Young was vastly superior to his nearest rival at the time of his breakthrough, Gareth Gates (who came unstuck approximately 18 months into his music career), and come his second album – 2003’s Friday’s Child, featuring the brilliant single Leave Right Now – he’d grabbed hold of every aspect of his music, taking control so as not to suffer a similar fate. From then he knocked out two more albums, issued a greatest hits compilation in 2009, and recently worked with Groove Armada on the dance duo’s 2010 LP Black Light.
For his fifth album, representing something of a new chapter for Young following his best-of set, he has teamed up with super-producer Richard X – the man behind past hits for Saint Etienne, M.I.A., Kelis and Goldfrapp. But it was actually the X-produced Steve Mason album, 2010’s much-acclaimed Boys Outside, which prompted Young to seek him out in the first place. The results suggest he was exceedingly wise to do so, as Echoes is a triumph.
Throughout these 13 tracks, while never taking a wild leap into gabba territory, X brings subtle elements of dancefloor delights present and future into arrangements complementing Young’s tunes of love, longing and regret, making this a high quality affair all round. The hands-aloft joyousness of lead single Jealousy is just one of the highpoints; other moments of magic come along with Silent Valentine, which sounds like a giant hit you feel you’ve known forever, and I Just Want a Lover is a foxy boo-hoo-beneath-the-mirrorball future classic.

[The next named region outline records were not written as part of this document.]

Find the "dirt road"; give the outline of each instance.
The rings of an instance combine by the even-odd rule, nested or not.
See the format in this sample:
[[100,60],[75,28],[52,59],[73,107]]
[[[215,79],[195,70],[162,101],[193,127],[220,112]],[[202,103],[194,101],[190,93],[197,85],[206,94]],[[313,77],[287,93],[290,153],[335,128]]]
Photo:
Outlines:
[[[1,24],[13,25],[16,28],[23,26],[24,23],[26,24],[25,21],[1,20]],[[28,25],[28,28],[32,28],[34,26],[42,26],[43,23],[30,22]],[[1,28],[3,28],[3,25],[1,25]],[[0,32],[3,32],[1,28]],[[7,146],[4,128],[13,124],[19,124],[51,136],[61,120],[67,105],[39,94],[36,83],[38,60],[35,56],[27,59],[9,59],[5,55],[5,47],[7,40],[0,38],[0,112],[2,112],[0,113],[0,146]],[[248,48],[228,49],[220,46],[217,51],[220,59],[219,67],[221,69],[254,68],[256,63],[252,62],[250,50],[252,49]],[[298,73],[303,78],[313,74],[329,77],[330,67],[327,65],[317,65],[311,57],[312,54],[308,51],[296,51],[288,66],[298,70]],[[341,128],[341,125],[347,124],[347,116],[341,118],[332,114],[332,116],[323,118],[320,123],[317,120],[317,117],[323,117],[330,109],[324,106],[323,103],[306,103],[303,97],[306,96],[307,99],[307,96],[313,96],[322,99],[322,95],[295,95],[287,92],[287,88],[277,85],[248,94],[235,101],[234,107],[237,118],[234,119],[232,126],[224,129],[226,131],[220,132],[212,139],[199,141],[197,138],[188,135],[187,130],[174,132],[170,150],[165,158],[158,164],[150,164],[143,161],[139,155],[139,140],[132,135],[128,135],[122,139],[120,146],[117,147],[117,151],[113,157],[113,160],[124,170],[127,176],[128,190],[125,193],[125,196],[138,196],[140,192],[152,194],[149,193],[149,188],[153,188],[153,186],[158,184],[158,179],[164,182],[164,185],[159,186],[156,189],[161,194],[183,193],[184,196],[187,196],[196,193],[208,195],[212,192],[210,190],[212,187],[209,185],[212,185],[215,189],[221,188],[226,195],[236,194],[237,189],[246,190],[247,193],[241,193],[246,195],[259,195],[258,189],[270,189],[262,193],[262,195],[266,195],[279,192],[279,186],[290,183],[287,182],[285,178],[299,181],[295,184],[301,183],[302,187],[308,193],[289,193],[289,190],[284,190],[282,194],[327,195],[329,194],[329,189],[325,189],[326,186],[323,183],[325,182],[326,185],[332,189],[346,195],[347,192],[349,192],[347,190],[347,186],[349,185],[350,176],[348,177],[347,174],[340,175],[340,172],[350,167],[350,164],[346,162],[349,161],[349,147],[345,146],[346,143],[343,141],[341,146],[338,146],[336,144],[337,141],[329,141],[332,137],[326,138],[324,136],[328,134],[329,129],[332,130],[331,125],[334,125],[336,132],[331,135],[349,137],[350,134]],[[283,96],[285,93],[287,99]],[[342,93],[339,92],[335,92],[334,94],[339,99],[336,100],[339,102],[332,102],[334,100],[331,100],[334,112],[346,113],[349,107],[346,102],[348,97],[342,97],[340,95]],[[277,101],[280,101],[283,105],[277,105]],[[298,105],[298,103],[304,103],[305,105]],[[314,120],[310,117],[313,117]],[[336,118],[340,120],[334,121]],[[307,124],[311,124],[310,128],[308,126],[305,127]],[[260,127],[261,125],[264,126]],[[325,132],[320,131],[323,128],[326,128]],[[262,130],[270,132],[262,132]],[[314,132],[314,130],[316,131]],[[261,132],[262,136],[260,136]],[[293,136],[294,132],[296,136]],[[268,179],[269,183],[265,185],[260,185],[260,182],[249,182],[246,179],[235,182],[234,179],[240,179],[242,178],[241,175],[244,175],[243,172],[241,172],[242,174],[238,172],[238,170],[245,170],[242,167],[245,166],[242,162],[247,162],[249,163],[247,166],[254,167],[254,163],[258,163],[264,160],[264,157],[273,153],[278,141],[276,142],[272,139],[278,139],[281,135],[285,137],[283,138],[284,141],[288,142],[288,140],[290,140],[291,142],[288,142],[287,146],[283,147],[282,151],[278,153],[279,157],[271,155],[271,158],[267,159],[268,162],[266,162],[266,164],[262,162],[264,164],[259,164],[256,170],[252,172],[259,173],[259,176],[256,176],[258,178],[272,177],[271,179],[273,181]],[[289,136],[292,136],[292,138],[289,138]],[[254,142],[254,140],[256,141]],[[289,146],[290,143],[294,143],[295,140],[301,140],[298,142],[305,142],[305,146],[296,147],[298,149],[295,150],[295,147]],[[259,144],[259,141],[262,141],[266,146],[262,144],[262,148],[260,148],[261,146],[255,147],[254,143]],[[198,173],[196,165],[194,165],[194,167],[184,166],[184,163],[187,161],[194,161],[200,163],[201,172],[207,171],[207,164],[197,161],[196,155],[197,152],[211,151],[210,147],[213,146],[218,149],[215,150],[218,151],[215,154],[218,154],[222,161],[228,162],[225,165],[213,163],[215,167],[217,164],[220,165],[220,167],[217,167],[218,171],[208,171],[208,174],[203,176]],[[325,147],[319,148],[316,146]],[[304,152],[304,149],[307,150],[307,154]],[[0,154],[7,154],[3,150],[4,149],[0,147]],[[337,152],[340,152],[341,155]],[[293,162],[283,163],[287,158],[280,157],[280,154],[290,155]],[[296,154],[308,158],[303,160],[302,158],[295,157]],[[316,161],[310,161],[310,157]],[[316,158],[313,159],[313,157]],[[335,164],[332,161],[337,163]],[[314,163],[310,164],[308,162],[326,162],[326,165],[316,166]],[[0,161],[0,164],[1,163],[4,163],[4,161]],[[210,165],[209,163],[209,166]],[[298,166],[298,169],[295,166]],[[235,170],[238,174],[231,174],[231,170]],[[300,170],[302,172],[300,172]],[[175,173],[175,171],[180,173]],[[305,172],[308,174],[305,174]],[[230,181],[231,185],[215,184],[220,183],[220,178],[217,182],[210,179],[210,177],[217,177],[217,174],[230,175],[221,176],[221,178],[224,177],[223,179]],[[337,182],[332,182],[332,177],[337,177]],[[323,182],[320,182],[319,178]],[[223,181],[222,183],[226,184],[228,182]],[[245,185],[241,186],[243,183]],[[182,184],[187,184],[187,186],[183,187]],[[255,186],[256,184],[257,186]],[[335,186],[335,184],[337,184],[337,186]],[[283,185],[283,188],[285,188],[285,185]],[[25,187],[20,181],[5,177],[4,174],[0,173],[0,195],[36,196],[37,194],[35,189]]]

And standouts continue to present themselves. Losing Myself sounds like a mid-80s Climie Fisher keytar-and-crap-hair turbo ballad. He sounds completely at home in the environs of Lie Next to Me, while the chimes and cowbells of Good Things sound like something Jimmy Jam and Terry Lewis may have handed out to someone with fierce shoulder pads in 1985 (in other words, it’s amazing).
Echoes is a fantastic, perfectly crafted adult pop album for people who’ve long wondered if such a thing existed anymore. It deserves to be reasonably enormous. Bravo, Will.